Editorials

Rep. Riley fights for economic development program

       State Representative Al Riley, D-Olympia Fields, is fighting to obtain more funding to promote economic and community development.

      State Representative Al Riley, D-Olympia Fields, sponsored a bill to secure $1.5 million in funding for the Cook County Tax Reactivation Project. The program helps municipalities acquire clear title to abandoned or tax-delinquent properties through the No Cash Bid process.

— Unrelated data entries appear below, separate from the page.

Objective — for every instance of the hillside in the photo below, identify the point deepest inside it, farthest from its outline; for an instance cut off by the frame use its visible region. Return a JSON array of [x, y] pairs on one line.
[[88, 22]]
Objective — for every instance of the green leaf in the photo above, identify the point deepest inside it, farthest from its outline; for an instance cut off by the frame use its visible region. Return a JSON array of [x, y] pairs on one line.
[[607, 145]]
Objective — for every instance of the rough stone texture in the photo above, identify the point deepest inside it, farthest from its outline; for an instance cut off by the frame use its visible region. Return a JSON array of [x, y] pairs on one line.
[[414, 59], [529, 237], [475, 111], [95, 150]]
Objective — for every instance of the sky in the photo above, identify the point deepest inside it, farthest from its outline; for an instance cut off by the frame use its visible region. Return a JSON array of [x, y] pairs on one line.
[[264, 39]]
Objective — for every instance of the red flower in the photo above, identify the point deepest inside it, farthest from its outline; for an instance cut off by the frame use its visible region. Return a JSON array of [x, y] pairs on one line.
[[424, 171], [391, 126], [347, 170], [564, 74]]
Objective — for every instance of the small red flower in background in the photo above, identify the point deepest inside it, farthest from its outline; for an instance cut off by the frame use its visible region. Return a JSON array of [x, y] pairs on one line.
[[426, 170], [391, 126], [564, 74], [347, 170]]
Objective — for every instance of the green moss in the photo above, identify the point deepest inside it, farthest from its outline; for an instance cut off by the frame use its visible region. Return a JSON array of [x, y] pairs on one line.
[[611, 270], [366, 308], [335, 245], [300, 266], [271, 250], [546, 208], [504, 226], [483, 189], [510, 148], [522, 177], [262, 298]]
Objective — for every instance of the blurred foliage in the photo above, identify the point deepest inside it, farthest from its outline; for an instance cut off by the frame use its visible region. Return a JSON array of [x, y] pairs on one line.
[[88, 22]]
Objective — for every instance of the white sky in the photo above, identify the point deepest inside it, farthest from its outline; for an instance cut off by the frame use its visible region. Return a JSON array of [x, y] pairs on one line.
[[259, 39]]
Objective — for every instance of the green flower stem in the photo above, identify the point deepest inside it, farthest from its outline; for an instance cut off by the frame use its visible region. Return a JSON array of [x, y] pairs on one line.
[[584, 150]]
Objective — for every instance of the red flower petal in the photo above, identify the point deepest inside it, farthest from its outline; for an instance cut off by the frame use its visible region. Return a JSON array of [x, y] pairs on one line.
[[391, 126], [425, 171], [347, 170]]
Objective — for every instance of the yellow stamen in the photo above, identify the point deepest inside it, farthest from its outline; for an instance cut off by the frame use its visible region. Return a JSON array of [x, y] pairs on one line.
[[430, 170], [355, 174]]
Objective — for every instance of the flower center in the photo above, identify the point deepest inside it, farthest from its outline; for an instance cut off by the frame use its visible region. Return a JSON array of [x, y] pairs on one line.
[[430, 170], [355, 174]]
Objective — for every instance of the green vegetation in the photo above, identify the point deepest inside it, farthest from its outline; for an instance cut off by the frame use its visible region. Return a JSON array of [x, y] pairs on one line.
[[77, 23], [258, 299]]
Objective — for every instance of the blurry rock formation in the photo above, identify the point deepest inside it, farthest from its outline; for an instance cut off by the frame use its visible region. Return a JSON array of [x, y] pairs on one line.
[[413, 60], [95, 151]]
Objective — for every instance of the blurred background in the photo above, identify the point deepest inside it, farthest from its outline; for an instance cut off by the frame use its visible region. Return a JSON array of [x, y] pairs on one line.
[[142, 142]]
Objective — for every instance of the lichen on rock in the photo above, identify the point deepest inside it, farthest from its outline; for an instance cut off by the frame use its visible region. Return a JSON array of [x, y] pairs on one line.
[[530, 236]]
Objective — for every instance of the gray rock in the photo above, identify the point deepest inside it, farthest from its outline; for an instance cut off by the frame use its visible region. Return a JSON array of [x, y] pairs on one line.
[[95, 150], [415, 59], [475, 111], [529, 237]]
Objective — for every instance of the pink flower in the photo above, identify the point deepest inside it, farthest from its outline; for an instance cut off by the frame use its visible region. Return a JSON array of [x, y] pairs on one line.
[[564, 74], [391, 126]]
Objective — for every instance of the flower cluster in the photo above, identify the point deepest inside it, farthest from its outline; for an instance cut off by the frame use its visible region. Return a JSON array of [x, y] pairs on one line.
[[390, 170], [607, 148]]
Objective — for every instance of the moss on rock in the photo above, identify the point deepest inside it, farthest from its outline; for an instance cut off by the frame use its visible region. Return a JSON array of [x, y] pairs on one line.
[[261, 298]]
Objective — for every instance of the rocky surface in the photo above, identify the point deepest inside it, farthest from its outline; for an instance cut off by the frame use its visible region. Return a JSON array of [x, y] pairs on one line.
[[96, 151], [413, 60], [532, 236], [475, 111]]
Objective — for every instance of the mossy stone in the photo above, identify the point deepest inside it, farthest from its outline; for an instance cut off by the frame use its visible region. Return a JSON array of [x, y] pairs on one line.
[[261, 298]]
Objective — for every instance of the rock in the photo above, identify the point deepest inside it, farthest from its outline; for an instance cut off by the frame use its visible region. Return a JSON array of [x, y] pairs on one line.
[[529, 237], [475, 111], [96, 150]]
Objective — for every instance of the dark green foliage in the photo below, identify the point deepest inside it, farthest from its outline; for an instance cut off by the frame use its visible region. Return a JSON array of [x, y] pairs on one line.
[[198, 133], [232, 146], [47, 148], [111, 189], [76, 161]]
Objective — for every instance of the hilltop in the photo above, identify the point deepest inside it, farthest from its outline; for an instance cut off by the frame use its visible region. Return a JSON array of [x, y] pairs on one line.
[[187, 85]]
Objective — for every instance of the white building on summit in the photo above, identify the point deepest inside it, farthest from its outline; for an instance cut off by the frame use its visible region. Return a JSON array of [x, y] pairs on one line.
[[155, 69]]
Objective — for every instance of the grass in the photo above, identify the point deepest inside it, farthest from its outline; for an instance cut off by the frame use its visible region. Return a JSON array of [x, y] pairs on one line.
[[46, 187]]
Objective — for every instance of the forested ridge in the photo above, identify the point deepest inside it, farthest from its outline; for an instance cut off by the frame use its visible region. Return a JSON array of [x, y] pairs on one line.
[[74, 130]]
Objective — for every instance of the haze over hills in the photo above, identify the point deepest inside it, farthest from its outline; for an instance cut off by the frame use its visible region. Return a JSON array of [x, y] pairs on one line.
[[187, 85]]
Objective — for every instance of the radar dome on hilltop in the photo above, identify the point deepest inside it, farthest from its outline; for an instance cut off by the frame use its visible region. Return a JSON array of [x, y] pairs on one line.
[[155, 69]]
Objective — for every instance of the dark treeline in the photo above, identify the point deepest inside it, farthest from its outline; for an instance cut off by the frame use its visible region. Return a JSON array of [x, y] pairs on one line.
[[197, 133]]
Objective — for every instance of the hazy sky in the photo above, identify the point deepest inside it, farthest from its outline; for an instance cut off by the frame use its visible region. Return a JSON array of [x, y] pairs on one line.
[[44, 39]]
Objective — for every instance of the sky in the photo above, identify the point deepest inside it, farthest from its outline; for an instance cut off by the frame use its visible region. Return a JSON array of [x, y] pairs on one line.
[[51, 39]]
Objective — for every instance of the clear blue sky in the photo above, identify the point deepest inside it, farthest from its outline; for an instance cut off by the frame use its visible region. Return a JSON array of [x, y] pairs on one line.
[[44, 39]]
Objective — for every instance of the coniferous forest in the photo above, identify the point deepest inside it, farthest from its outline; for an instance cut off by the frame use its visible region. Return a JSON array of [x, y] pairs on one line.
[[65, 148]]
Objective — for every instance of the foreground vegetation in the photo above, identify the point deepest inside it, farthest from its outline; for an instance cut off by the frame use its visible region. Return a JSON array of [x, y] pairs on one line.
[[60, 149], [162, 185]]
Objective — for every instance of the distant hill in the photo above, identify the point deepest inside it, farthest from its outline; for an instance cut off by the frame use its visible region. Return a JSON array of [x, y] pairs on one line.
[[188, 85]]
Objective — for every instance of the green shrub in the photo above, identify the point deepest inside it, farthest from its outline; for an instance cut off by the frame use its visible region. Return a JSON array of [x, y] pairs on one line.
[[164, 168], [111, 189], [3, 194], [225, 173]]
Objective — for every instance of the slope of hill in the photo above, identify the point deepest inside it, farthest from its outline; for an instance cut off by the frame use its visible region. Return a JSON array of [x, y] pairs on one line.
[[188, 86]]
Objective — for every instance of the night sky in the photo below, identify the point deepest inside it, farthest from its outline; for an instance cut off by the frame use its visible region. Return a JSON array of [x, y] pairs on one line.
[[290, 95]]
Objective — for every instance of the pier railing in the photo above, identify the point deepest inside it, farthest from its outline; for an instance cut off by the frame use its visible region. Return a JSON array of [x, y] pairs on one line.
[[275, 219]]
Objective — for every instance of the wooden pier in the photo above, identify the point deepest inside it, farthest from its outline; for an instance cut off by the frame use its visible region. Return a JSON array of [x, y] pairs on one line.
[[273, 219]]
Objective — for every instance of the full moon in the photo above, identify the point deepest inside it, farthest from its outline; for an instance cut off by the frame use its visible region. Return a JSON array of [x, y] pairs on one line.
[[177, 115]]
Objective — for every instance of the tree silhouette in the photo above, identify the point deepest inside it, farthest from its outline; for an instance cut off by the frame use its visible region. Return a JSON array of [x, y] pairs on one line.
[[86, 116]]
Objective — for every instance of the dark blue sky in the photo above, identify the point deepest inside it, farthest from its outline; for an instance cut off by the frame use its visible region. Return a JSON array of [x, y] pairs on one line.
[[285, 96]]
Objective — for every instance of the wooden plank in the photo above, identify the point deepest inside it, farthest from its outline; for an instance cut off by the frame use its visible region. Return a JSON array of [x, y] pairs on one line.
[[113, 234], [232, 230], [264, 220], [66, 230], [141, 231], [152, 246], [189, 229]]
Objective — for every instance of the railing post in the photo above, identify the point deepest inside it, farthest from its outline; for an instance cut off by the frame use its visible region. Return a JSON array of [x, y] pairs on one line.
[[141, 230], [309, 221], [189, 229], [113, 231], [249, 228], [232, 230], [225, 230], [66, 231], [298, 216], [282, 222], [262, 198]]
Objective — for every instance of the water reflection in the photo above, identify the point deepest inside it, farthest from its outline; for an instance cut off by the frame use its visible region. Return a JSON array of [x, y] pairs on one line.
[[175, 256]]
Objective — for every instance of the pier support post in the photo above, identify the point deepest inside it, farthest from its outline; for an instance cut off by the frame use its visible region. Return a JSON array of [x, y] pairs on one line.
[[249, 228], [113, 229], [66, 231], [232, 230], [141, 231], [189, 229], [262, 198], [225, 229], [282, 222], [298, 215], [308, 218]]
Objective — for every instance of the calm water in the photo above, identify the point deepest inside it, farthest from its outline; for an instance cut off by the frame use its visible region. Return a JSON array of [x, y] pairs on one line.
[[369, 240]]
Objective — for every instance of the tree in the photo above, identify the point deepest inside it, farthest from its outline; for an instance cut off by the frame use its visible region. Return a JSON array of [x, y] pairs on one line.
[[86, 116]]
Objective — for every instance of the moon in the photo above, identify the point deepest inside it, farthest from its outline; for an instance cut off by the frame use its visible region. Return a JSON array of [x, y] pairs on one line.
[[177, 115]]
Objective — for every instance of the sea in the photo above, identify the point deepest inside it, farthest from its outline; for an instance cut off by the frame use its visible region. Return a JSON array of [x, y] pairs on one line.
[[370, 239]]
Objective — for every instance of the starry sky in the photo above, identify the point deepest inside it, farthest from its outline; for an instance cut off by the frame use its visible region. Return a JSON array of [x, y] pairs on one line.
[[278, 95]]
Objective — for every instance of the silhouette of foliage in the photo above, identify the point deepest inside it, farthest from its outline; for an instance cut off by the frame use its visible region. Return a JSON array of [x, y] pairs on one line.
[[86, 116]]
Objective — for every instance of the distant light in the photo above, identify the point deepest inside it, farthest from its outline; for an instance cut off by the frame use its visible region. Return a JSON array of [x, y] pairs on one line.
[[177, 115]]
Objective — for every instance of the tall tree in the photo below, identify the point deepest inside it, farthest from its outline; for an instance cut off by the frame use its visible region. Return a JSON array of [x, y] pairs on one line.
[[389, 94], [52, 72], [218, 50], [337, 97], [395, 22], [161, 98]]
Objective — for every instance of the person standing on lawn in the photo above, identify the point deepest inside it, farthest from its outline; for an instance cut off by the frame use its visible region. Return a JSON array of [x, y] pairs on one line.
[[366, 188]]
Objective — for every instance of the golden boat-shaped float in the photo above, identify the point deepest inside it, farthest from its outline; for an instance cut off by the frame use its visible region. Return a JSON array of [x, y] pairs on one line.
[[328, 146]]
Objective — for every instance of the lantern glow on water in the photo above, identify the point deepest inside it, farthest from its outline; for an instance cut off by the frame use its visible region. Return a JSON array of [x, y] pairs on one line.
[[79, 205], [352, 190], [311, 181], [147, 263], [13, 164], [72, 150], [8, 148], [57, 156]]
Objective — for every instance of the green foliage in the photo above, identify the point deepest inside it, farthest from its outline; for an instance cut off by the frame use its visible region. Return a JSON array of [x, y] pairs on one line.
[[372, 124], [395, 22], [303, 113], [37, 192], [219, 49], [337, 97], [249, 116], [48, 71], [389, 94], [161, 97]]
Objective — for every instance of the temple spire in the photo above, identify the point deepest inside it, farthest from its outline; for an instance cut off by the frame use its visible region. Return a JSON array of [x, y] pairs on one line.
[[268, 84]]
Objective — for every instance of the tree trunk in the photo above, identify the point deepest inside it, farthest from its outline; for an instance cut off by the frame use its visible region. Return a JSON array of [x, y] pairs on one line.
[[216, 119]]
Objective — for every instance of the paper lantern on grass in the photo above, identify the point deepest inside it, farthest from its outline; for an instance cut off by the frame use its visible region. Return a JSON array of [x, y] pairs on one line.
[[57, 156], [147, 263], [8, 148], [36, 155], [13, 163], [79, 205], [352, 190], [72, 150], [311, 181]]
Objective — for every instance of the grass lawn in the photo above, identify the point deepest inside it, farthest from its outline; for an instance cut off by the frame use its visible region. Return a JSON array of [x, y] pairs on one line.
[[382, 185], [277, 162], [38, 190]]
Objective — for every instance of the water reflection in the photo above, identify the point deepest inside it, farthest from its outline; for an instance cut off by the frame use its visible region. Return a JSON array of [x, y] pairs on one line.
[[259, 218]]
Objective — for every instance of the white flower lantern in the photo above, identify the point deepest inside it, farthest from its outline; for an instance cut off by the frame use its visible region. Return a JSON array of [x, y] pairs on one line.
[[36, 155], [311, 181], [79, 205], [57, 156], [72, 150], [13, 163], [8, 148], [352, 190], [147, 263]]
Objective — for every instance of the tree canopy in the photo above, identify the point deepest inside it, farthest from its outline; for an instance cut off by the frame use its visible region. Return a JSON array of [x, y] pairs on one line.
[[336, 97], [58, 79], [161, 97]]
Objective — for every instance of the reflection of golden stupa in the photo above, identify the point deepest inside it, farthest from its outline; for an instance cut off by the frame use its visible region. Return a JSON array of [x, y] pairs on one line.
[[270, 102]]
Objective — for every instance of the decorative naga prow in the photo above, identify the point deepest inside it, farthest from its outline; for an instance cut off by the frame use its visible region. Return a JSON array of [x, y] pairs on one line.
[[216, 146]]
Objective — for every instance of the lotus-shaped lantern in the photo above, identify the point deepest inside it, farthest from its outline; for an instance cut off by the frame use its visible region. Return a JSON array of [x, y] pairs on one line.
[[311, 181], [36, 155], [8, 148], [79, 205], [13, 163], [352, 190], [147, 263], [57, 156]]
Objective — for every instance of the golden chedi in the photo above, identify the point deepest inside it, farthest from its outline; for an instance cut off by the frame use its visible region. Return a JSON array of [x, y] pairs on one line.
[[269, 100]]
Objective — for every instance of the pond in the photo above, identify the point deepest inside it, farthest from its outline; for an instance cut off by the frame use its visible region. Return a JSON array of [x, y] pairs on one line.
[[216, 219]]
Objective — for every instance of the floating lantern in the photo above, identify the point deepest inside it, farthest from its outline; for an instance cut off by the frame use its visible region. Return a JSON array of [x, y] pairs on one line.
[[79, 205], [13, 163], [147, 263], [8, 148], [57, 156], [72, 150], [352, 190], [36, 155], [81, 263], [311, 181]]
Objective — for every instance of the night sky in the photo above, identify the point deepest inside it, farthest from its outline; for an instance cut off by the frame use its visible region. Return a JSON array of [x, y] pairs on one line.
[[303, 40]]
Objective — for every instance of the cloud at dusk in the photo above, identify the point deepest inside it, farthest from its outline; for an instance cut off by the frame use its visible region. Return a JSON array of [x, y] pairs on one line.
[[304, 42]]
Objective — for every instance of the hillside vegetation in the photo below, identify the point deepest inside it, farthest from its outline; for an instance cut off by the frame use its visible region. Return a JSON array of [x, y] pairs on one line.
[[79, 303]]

The acquired parcels can then return to the tax rolls after effective marketing of the sites for commercial, industrial or residential development.

       Riley successfully passed the Tax Reactivation Project bill out of the House of Representatives.  The measure is presently in the Senate Rules Committee.  “During my prior service as a local elected official, I actually saw the Tax Reactivation program at work—revitalizing abandoned properties in different communities,” Riley said. “The program helped to transform entire neighborhoods and got blighted properties back on the tax rolls. This bill will assist in helping communities flourish instead of decline. It’s an essential community and economic development tool that we need, especially in the Southland.”

Riley said that when he found out the Tax Reactivation Project might not be renewed after its planned 2008 sunset date, he "worked on this bill with tunnel vision, trying to beat the filing deadline.”

        Manny Hoffman, community relations director for the Cook County Tax Reactiviation Project, said the passage of this bill "will mean communities in the south suburban area will have an instrument to allow them the funding they need to take empty parcels of land and turn them into completed parcels of taxable land for the community to use.  Rep. Riley has worked behind the scenes with both Republican and Democratic lawmakers to get teh present bill to where it is today." 

       Cook County Assessor James Houlihan thanked Rep. Riley and south suburban legislators "for their continued hard work in trying to secure the critical funding needed for the continuation of the Cook County Reactivation Project.  This project has resulted in delinquent properties being purchased, marketed and sold to responsible owners.  It has not only contributed to the local tax base in many areas of the county, but has also brought much needed jobs and renewed sense of enthusiasm and pride back to communities."

       The Tax Reactivation Project, created in 2000, was originally intended to promote economic development for south suburban Cook County. Because of its success, it was expanded to include all of Cook County in 2006.